Ik druk mijn telefoon tegen mijn oor, hij gaat over. Ik bel mijn vriend nooit, dus hij zal begrijpen dat dit een noodsituatie is. De telefoon wordt doorgeschakeld naar zijn voicemail. Ik stuur een appje en een snap erachteraan voor ik nog een keer bel. Hij neemt nog steeds niet op. Ik spoel door.

Ik zit op het toilet. Met diarree, zonder wc-papier. Ik koos voor het toilet aan het einde van de gang van het vakantiehuis, zodat ik even lekker mijn gang kon gaan. Tussen mijn locatie en het andere toilet en de badkamer bevinden zich slaapkamers voor 28 personen. Ik kan je vertellen dat dat nogal wat meters zijn om met je panty op je knieën af te leggen in de hoop dat je niemand tegenkomt.

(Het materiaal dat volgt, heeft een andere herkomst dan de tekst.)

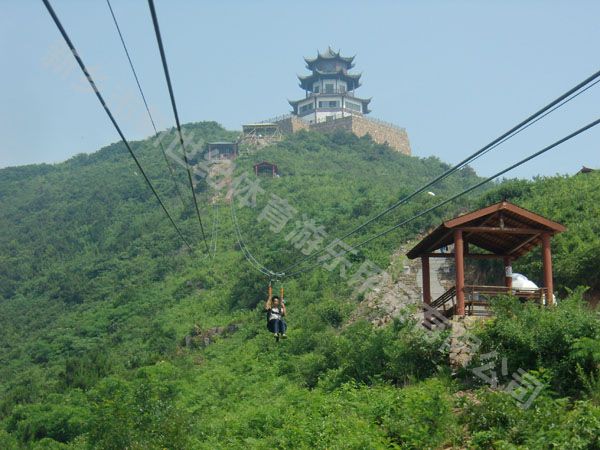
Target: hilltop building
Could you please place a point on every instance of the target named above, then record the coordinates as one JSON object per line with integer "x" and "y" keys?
{"x": 329, "y": 104}
{"x": 329, "y": 89}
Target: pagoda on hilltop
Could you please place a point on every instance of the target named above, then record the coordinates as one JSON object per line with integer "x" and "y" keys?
{"x": 329, "y": 89}
{"x": 329, "y": 105}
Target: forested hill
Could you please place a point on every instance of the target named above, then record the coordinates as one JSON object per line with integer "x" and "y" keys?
{"x": 114, "y": 335}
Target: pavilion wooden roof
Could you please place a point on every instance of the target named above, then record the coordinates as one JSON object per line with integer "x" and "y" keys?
{"x": 501, "y": 229}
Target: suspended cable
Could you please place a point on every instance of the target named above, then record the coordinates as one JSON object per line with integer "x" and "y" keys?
{"x": 110, "y": 116}
{"x": 537, "y": 120}
{"x": 247, "y": 254}
{"x": 502, "y": 138}
{"x": 454, "y": 197}
{"x": 214, "y": 233}
{"x": 162, "y": 148}
{"x": 174, "y": 105}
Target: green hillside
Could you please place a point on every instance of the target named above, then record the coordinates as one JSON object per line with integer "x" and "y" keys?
{"x": 113, "y": 335}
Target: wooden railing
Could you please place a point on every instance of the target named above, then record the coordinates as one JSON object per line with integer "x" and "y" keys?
{"x": 442, "y": 301}
{"x": 477, "y": 298}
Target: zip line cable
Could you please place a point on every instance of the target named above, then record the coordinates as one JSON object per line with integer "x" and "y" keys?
{"x": 502, "y": 138}
{"x": 174, "y": 105}
{"x": 247, "y": 254}
{"x": 110, "y": 116}
{"x": 454, "y": 197}
{"x": 214, "y": 233}
{"x": 112, "y": 13}
{"x": 564, "y": 102}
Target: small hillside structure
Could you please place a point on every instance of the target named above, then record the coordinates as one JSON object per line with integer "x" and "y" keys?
{"x": 265, "y": 169}
{"x": 500, "y": 231}
{"x": 222, "y": 150}
{"x": 260, "y": 134}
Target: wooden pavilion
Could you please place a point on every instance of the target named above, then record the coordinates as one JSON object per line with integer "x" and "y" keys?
{"x": 503, "y": 231}
{"x": 265, "y": 168}
{"x": 222, "y": 150}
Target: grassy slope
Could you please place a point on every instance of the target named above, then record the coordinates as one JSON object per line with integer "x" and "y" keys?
{"x": 98, "y": 296}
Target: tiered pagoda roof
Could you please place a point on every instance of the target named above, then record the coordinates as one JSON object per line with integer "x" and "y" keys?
{"x": 352, "y": 79}
{"x": 329, "y": 55}
{"x": 330, "y": 68}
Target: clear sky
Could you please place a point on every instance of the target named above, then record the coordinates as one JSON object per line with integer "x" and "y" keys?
{"x": 455, "y": 74}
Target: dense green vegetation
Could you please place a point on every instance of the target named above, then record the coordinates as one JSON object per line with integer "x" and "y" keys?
{"x": 105, "y": 317}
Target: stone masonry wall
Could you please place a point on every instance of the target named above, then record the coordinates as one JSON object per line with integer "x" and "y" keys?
{"x": 381, "y": 133}
{"x": 292, "y": 124}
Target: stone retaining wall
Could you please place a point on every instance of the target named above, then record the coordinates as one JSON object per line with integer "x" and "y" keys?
{"x": 381, "y": 133}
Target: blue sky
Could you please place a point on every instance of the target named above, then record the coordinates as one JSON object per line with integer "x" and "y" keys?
{"x": 455, "y": 74}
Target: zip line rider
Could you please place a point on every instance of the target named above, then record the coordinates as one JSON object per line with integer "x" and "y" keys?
{"x": 275, "y": 308}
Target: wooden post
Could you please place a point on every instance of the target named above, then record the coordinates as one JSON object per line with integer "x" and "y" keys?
{"x": 547, "y": 260}
{"x": 426, "y": 280}
{"x": 507, "y": 272}
{"x": 459, "y": 261}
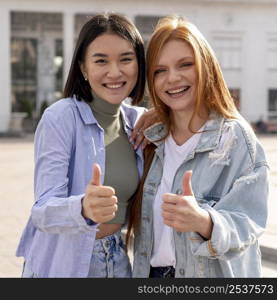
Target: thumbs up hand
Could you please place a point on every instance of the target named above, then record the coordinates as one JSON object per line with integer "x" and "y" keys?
{"x": 99, "y": 203}
{"x": 183, "y": 213}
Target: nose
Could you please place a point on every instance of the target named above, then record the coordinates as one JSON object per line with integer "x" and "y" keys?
{"x": 114, "y": 71}
{"x": 173, "y": 76}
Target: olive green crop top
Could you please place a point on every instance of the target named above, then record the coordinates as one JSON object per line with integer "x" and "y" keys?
{"x": 120, "y": 162}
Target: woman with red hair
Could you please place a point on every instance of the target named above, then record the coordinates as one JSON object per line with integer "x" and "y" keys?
{"x": 202, "y": 204}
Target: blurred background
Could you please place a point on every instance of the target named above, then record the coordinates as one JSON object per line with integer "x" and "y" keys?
{"x": 37, "y": 39}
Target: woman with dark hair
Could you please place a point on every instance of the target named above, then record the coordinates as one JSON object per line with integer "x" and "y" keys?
{"x": 202, "y": 203}
{"x": 86, "y": 170}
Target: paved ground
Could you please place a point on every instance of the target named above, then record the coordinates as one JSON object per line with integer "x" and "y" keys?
{"x": 16, "y": 199}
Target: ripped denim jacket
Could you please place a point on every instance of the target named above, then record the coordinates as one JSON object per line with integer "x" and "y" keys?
{"x": 231, "y": 183}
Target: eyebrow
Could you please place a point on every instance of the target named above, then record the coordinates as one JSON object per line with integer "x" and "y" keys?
{"x": 105, "y": 55}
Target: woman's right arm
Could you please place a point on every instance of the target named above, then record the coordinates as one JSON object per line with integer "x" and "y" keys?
{"x": 55, "y": 210}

Hebben zij zin om mij halfnaakt op een toilet aan te treffen?

Hoelang zit ik hier al? Tien minuten. Het lijkt erop dat ik de afstand naar de badkamer zal moeten overbruggen als ik ooit mijn kont nog wil afvegen. Ik open de toiletdeur en gluur door een kier. Mensen. Aan het eind van de gang staan mensen. Shit. Snel doe ik de deur weer dicht. Ik moet dit even laten bezinken. Hebben zij zin om mij halfnaakt op een toilet aan te treffen? Nee. Heb ik zin om nog een half uur op het toilet te zitten? Nee.

Na deze korte overweging besluit ik de nietsvermoedende mensen die hier niet om gevraagd hebben te roepen. De boodschappen zijn nog niet in het vakantiehuis aangekomen. Er blijkt nog één verdwaalde rol met tien velletjes toiletpapier te vinden. Een beetje karig, maar ik ben gered.

Mijn vriend blijkt zijn telefoon wel gevoeld te hebben, maar ‘hij was even bezig¹’. De rest van het weekend verloopt zonder noemenswaardige incidenten. Voor ik in de auto stap voor de rit van tweeënhalf uur geeft hij me een kus. ‘Als er iets is, bel je me maar.’

¹ Oké, in het kader van het verhaal overdrijf ik een beetje. Hij was met iets redelijk belangrijks bezig.